Be Prepared follows that template pretty closely, and that's really quite an acceptable thing. Yes, there's a bit too much emphasis here on broadly drawn manly stuff like changing a diaper at a ballgame, but there's also heaps of useful advice that's cleverly and efficiently presented for pops who, despite their best intentions, really aren't prepared to dig into encyclopedia-sized tomes. The basics (childproofing, bathing, feeding, entertaining) intermix with nifty sidebars (homemade bath toys, foods to
never give your baby, exercises for dads) in easy-to-peruse chapters organized according to the age of the offspring up to age 1. There are more thorough how-to guides for new dads, but for most men moving into fatherhood,
Be Prepared will fill the bill.
--Steven StolderFrom Publishers Weekly
Parenting is hard, and reading many of the jargon-filled parenting books out there can make it even harder, but with a combination of smart writing and clever illustrations, husband-and-wife team Greenberg (
The Pop-up Book of Phobias; etc.) and illustrator Hayden make both seem fun, if not easy. As the subtitle suggests, the book is filled with advice that will appeal to the solution-centered male perspective, from step-by-step swaddling instructions to a guide for identifying six distinct infant crying patterns. (A hunger cry, for example, is "a pattern of low-pitched, rhythmic moans, growing more and more insistent," whereas a boredom pattern is "a low-volume whimper which stops and starts irregularly.") Not only is Greenberg and Hayden's information useful, but it's also been vetted by "several distinguished fellows" at the American Academy of Pediatrics.

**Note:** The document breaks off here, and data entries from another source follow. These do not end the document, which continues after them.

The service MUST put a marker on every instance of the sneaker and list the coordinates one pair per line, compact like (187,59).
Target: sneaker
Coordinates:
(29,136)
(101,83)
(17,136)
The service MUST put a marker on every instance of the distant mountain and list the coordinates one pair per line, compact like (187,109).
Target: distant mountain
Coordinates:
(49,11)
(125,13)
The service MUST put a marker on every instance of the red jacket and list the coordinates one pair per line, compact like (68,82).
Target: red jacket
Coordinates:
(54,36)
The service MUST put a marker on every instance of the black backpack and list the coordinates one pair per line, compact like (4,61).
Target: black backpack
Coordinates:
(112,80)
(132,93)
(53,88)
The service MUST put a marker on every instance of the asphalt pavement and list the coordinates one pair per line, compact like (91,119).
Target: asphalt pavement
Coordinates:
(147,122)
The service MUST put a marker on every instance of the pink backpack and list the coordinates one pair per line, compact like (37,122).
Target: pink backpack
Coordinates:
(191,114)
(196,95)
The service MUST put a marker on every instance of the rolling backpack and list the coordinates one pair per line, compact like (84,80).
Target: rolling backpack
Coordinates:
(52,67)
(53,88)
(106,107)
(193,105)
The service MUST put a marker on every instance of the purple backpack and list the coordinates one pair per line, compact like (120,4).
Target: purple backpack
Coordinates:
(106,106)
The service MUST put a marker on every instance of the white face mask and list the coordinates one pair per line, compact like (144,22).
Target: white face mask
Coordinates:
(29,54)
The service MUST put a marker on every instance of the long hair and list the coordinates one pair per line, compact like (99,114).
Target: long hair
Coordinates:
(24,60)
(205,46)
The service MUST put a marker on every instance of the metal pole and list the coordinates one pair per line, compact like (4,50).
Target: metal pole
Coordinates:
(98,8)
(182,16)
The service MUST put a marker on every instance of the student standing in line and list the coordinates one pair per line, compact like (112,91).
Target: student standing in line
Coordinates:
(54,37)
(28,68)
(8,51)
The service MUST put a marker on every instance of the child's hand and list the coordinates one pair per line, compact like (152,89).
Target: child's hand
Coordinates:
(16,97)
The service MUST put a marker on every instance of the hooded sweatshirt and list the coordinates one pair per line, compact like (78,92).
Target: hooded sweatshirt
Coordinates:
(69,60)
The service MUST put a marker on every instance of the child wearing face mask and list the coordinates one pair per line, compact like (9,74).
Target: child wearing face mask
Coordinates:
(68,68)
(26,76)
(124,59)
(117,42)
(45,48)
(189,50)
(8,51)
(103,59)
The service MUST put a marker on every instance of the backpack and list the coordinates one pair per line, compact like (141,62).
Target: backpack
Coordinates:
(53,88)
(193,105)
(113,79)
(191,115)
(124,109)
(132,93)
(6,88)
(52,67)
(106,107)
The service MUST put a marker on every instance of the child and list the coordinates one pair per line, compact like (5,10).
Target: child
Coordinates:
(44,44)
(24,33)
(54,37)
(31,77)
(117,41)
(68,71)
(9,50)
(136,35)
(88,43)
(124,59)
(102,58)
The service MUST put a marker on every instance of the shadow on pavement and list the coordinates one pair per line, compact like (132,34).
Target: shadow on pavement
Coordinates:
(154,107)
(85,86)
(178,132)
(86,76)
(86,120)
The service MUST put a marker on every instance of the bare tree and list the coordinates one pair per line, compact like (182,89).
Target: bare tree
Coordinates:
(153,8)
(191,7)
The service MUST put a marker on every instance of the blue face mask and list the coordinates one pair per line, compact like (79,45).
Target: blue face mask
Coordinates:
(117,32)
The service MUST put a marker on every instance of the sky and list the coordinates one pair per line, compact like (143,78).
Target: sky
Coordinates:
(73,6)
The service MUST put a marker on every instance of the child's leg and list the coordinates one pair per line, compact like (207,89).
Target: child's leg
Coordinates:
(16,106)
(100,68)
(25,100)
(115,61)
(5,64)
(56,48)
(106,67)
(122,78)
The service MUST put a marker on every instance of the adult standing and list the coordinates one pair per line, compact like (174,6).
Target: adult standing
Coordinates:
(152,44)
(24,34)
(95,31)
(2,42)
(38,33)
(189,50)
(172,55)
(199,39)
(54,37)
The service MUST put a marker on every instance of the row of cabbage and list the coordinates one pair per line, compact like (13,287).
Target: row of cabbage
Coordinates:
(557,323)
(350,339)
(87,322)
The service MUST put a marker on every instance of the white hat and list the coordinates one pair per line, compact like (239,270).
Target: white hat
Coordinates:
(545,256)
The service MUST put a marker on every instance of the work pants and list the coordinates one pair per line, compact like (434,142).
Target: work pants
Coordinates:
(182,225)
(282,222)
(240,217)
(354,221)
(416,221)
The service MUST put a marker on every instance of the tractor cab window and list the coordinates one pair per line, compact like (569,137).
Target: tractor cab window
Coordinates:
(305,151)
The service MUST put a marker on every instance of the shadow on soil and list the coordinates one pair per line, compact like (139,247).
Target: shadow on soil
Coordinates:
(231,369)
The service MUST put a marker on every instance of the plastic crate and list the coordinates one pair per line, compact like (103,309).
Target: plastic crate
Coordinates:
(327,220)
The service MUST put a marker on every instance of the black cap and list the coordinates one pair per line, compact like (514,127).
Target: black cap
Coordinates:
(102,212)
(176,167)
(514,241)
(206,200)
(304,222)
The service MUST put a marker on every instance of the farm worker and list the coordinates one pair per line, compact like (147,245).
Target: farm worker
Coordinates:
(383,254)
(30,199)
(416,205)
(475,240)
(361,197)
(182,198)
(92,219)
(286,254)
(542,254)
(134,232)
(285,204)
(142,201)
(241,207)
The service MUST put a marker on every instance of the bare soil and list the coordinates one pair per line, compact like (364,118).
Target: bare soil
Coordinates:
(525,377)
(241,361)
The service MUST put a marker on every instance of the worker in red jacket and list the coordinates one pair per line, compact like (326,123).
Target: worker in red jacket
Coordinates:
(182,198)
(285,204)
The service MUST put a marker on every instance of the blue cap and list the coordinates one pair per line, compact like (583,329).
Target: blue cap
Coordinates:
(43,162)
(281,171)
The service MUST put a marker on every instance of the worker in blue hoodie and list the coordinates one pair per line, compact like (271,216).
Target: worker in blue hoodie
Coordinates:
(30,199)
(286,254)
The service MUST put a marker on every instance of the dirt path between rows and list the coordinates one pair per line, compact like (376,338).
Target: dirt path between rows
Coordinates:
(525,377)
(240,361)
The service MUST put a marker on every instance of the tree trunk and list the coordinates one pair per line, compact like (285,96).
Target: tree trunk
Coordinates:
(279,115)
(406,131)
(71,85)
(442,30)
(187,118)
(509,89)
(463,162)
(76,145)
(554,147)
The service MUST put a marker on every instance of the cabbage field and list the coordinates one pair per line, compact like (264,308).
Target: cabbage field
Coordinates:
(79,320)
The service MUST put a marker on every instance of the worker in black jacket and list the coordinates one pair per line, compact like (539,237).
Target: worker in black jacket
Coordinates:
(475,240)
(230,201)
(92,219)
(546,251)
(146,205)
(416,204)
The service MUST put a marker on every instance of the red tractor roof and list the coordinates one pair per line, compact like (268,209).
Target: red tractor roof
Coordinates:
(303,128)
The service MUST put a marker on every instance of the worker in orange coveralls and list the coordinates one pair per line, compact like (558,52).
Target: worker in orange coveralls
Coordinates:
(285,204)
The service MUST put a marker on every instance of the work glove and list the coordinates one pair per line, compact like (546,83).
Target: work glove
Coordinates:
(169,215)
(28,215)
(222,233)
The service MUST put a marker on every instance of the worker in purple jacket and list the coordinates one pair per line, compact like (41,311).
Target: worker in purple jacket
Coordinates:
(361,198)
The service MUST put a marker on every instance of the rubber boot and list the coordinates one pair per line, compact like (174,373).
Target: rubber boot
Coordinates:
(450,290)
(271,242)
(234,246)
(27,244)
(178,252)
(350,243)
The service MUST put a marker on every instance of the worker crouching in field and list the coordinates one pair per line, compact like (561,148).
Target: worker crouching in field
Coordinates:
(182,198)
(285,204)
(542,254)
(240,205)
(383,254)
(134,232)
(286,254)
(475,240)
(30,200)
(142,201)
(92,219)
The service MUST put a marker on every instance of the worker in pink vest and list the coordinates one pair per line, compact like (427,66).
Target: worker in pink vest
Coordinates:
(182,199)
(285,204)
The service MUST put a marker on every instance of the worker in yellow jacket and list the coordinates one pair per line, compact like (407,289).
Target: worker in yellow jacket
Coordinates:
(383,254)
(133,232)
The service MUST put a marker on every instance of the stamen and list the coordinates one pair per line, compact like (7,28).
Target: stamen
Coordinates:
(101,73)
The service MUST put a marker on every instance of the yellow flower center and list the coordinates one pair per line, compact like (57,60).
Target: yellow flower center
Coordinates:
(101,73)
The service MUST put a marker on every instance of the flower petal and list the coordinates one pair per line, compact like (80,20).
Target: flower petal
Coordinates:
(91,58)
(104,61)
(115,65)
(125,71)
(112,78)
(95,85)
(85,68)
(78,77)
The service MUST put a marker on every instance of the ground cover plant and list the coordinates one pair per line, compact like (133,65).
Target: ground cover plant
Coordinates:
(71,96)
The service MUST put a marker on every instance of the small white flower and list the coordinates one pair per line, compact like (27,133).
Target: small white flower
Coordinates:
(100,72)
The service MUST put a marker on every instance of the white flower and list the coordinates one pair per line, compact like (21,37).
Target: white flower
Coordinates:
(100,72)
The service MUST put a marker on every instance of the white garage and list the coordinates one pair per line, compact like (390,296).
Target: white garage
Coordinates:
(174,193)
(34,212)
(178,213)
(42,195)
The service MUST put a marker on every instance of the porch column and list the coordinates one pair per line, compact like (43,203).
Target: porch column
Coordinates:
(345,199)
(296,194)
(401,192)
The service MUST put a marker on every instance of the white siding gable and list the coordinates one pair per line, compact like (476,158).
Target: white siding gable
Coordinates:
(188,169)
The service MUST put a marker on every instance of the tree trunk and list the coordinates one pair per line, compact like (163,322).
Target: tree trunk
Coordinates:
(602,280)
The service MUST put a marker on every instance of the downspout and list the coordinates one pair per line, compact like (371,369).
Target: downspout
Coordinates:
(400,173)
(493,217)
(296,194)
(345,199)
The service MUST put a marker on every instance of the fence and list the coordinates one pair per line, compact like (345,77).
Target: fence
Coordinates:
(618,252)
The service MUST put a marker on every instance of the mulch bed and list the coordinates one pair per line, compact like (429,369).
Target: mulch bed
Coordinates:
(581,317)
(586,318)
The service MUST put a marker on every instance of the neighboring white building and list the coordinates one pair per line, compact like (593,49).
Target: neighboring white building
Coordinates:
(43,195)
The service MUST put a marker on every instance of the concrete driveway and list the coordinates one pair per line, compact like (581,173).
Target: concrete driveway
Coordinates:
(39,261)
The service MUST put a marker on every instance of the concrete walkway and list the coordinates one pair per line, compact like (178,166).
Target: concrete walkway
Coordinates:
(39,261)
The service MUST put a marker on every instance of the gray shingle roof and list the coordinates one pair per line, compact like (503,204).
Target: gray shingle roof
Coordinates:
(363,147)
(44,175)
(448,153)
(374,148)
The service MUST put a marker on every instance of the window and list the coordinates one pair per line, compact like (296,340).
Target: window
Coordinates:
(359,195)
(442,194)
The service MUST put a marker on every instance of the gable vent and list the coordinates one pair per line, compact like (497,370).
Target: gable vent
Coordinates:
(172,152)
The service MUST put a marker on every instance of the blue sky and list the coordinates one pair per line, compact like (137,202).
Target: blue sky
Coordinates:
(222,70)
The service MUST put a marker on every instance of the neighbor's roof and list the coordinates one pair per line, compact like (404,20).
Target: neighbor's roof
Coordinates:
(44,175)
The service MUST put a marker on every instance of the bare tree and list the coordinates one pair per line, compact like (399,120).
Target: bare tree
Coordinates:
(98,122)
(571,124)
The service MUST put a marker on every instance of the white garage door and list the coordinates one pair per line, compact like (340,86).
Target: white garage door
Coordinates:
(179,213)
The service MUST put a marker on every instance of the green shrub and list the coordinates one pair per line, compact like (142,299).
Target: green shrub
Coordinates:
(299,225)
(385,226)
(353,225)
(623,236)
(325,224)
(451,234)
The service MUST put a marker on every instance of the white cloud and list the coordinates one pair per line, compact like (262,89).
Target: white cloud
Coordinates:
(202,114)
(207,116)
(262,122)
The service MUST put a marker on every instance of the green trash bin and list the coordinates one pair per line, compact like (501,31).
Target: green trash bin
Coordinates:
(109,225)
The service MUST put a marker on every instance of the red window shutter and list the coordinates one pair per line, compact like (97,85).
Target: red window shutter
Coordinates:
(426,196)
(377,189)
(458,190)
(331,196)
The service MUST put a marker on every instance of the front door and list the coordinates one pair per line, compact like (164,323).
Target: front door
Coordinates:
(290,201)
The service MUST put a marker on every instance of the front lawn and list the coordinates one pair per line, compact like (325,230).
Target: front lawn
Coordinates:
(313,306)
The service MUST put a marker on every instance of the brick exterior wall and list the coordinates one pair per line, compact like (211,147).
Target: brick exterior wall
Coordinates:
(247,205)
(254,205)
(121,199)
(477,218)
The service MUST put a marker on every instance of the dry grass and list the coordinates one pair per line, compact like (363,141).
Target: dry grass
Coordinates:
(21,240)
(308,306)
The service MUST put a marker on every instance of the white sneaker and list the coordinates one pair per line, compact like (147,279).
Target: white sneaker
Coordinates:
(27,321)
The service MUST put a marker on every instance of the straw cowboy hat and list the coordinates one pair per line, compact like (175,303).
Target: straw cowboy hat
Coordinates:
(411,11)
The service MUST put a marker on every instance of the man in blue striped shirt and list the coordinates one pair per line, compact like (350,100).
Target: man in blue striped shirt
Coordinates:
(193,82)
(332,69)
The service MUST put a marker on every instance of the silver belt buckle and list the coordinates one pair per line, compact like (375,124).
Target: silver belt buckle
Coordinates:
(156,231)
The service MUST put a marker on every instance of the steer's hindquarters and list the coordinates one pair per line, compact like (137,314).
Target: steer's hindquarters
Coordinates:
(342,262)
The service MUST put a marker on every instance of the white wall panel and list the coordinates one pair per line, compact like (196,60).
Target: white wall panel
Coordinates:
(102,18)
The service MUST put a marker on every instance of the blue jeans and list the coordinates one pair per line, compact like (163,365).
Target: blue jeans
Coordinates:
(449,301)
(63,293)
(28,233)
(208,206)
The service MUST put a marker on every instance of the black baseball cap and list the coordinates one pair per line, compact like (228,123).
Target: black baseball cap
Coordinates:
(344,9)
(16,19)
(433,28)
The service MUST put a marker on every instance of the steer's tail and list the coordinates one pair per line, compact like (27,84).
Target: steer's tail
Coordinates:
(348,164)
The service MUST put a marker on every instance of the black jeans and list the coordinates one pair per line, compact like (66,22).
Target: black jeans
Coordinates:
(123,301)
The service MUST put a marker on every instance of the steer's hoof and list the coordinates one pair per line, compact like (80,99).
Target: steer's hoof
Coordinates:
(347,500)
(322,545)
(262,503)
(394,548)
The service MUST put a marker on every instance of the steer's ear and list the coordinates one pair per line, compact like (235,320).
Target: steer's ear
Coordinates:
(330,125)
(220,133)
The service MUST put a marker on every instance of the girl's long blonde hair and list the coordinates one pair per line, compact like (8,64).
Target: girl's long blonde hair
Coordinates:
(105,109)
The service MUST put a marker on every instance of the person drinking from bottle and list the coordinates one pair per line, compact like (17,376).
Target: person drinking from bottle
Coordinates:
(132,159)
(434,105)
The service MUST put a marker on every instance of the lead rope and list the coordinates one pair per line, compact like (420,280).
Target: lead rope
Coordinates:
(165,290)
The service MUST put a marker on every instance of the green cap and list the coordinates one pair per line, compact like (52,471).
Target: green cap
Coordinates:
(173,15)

Along with the conventional chapters on baby-proofing your house and taking a baby's temperature are more obscure—and amusing—topics, such as how to videotape your baby and how to conduct a "Mirror Puppet Sing Along" to sooth a crying baby while driving (the technique requires two mirrors, a hand-puppet and an indifference to looking silly). Hayden's drawings strike just the right balance between textbook-boring and tongue-in-cheek funny, depicting everything from a sketch of a bottle of teething gel to a drawing of an exhausted father snoozing in a business meeting. Greenberg and Hayden have succeeded in providing new dads (and many moms, for that matter) with an entertaining and informative cheat sheet.